As it explicitly says “DIY a power supply, 12V can input and output can 12-50V adjustable”, I tried it on 12V first. I didn’t go above 5A in, as I know the wiring diameter of my ATX power supply, and especially the weakness of the 4mm banana plug output terminals. Still, the supply ramps up the voltage just fine and the LED module (actually both) came to life. Great!
So for the test under full load for this LED, I needed a higher voltage for the input. With 12V to be converted to I assume 44V/2.1A, that’s pretty damn near the 8A specced input current limit. I got me a nice 8S 26650 LiFePo pack from work over the weekend, which also needed load testing (great employees like me do that totally selfless for fun in their free time…). This roughly doubles input voltage for the DC-DC to 24V, which halves current. The cells handle the current just fine, so no worries from the input side.
And it worked. For around a minute. It really didn’t get warm, so the 96% efficacy might be not that far off from reality. 4% losses at 100W can be perfectly handled by the aluminium PCB as shown above. But something had their magic smoke escaped… After that, the inputs act as a short-circuit – you can warm your input terminals as much as you like, but there is no output at all.
Tracing the component down isn’t really difficult with the Half Ohm. It’s the NCEPOWER NCE7560K TO-252 N-Channel MOSFET which is the fully gunked part below the inductor. Obvious guess: It was handling the switching to make the DC-DC circuit work. It’s rated at 75V DS, ±20V GS, 42A drain current at 100°C and a typical 6.8mΩ of RDSon…sounds beefy and isn’t easy to kill one would assume. It was also properly soldered and therefore not too easy to take it off the huge heat sink. But if your controller does strange things and the massive inductor just follows the laws of physics, overloading the thing (sans protection diodes or other unnecessary stuff) seems possible. So now the RDSon of less than 5mΩ is valid at all times…even when you have no gate voltage at all. Guess what’s hindering proper operation
…I complained and got my money back. Maybe I put some replacement MOSFET on there, but I doubt it will work for long. Scrap the board, try the next. And if you ever wondered how to deliver photo or video proof of a non-working item in the Ali dispute process – this is what I uploaded and instead of lengthy discussions, I got an instant refund.

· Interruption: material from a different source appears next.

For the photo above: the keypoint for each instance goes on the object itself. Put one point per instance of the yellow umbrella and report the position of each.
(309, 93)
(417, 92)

My verdict? Bad Wan Hung Lo product. Failed too soon, customer was able to file a complaint and get a full refund. Needs improvement in the planned obsolescence part of the design!
More junk to come, I’m on a Wan Hung Lo killing spree now.
Hi There !
I use this booster for charging a Drone LiPo at 17.5V / 5.0A. This works very well when I use a 220V to 12V / 20A switch-mode power supply as source.
But when I use a motorcycle 12V Lead-Acid battery as source, the booster breaks down when I disconnect the output to the LiPo. The battery can source up to 44A shortly, whereas the sw-mode only 20A and has some RC filters on the output.
I guess there is some resonance/ESR problem, but dont know whent to do ??
The converter breaks down when you _disconnect_ the output? Really?
What’s the typical LiPo voltage when empty, and how do you limit voltage so that you do not overcharge?
hi i’m in charge of make a tester for testing a sheet contain of 40 led drivers would u pls help me how can i do this?
Well, make a test jig that can easily attach the LED wires and the power supply pins to the driver PCBs and off you go? Let’s just hope the driver is DC-DC and not mains powered, otherwise you’re probably not the ideal person to do this. In that case, get local help from an electrician and let em give you instructions in how to safely build and handle this!